Kemudian keuntungan lainnya adalah dari segi dukungan kerahasiaan dan keamanan kegiatan Pemerintah RI (TNI, Polri, Bea Cukai dan lain sebagainya).
"Apabila pesawat RI take off dan landing di batas terluar wilayah Indonesia nantinya diplomatic clearance dikeluarkan oleh Indonesia. Selain itu, pesawat Indonesia kini patroli tak perlu izin dari negara lain. Dengan demikian, keselamatan dan kerahasiaan bisa ditangani Indonesia sendiri,” ujarnya.
Baca Juga: 2 Kecerdikan Singapura Menurut Guru Besar UI Dalam Bernego FIR dengan Indonesia
Dikatakannya, perjanjian ini merupakan hasil dari 40 kali lebih perundingan yang sangat alot dan terperinci dengan Singapura.

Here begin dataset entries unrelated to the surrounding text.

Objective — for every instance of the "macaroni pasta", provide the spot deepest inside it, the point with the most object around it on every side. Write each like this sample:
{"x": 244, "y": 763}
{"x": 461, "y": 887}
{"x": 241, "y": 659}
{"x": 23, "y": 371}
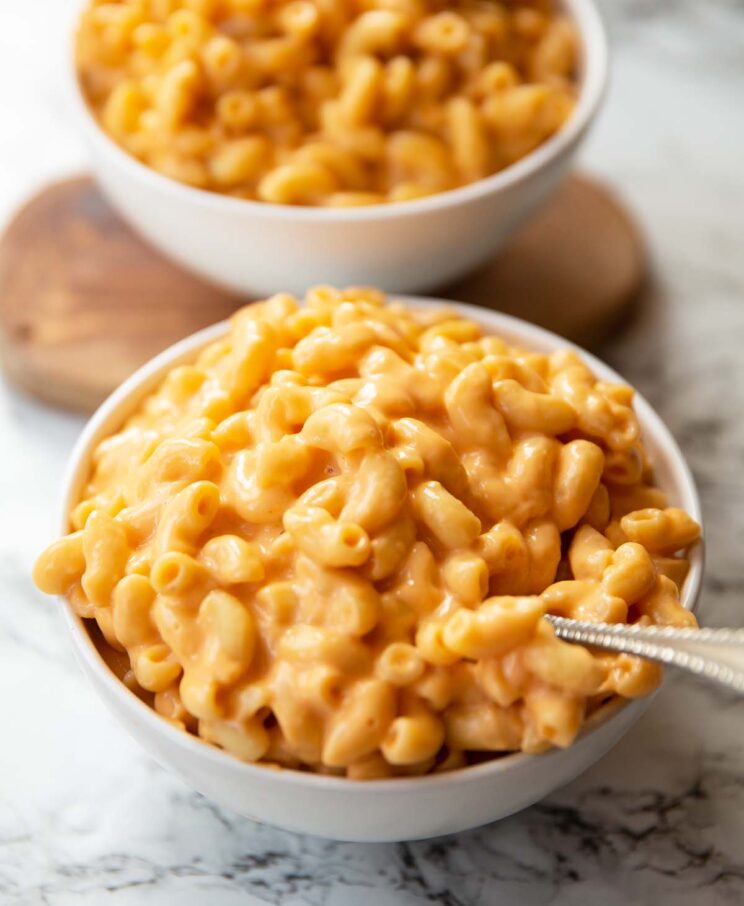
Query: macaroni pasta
{"x": 327, "y": 102}
{"x": 331, "y": 541}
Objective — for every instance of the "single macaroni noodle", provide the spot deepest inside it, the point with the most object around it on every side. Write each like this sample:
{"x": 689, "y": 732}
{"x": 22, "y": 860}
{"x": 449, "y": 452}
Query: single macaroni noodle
{"x": 330, "y": 542}
{"x": 327, "y": 102}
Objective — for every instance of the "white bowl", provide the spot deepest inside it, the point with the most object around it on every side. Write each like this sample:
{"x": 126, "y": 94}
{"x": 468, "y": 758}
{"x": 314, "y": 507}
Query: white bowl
{"x": 399, "y": 809}
{"x": 257, "y": 248}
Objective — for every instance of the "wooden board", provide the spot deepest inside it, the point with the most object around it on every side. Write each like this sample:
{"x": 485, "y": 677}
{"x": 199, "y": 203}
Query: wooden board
{"x": 84, "y": 301}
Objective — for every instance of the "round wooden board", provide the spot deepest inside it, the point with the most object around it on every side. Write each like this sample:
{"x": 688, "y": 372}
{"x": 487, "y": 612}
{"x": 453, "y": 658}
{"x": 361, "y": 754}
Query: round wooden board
{"x": 84, "y": 301}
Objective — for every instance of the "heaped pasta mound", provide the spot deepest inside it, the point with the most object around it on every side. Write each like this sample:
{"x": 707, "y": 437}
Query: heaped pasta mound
{"x": 328, "y": 102}
{"x": 331, "y": 541}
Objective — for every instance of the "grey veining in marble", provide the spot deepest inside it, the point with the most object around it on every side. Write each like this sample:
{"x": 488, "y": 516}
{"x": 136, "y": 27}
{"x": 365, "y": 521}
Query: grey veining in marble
{"x": 87, "y": 818}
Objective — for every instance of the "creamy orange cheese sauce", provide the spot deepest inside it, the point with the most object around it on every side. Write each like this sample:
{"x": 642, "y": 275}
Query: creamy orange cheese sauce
{"x": 330, "y": 542}
{"x": 328, "y": 102}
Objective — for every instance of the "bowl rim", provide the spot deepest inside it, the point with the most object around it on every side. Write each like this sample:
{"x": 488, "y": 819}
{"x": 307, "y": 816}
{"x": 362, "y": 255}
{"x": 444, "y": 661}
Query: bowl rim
{"x": 120, "y": 404}
{"x": 592, "y": 89}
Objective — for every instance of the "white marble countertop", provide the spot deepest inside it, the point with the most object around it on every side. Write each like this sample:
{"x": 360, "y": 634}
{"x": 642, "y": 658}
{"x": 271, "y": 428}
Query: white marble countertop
{"x": 87, "y": 818}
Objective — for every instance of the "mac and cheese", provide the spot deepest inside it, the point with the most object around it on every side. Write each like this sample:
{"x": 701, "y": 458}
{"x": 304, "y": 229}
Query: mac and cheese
{"x": 331, "y": 541}
{"x": 327, "y": 102}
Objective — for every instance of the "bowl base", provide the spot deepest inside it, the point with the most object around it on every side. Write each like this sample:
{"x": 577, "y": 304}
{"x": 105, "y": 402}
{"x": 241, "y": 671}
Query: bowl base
{"x": 84, "y": 301}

Tak hanya itu, terjalinnya kerja sama sipil-militer di air traffic management (Civil-Military Aviation Cooperation) Indonesia dan Singapura serta penempatan personil di Singapore ATC Centre. Indonesia juga memiliki kendali pada delegasi layanan melalui evaluasi operasional.
Hal lainnya yang dapat diperoleh dari MoU FIR Realignment itu adalah manfaat dari sisi ekonomi negara, yakni peningkatan pendapatan negara bukan pajak (PNBP) berupa pungutan jasa pelayanan navigasi penerbangan.

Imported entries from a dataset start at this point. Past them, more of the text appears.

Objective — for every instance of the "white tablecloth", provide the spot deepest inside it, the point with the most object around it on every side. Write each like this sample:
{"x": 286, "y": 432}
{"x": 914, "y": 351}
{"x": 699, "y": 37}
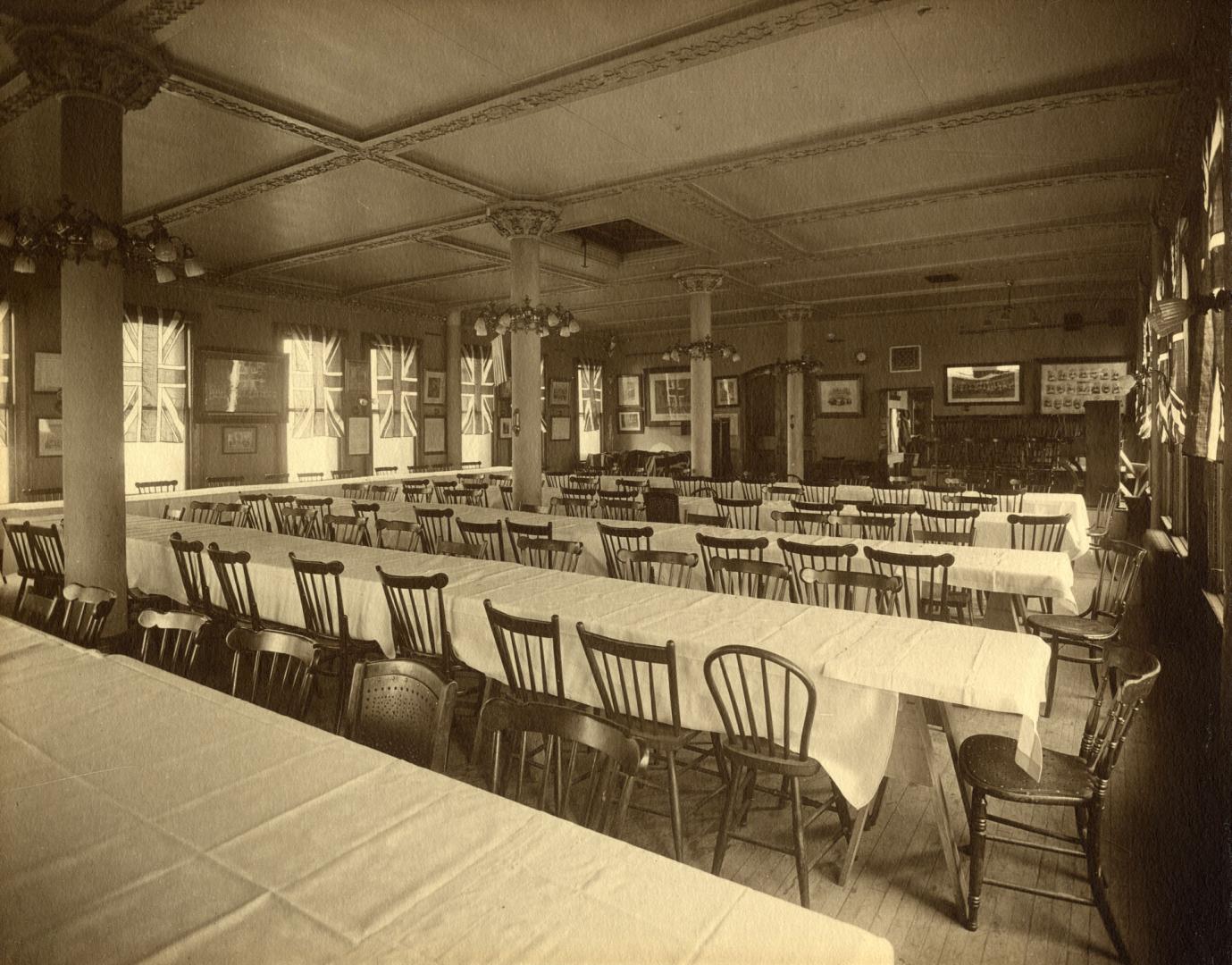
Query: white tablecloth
{"x": 859, "y": 662}
{"x": 143, "y": 818}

Terkait adanya pendelegasian kepada Singapura, yakni area sekitar 29 persen di bawah ketinggian 37.000 kaki atau area yang berada di sekitar Bandara Changi, menurut Novie hal tersebut lebih dikarenakan pertimbangan keselamatan penerbangan.
"Di dalam 29 persen area yang didelegasikan tersebut, terdapat wilayah yang tetap dilayani oleh AirNav Indonesia untuk keperluan penerbangan seperti di Bandara Batam, Tanjung Pinang, dan lainnya. Hal ini sudah sesuai dengan pasal 263 UU nomer 1 Tahun 2009, dan ANNEX 11 article 2.1.1 konvensi Chicago 1944 serta resolusi ICAO Assembly ke 40," jelas Novie.
Lanjut dia, pendelegasian tersebut tidak berarti Pemerintah Indonesia mengabaikan kedaulatan. Ia menegaskan, Indonesia sudah mempersiapkan ini sejak lama. Bahkan sekitar dua tahun lalu, AirNav sudah membuat simulator bagaimana nanti pelayanannya.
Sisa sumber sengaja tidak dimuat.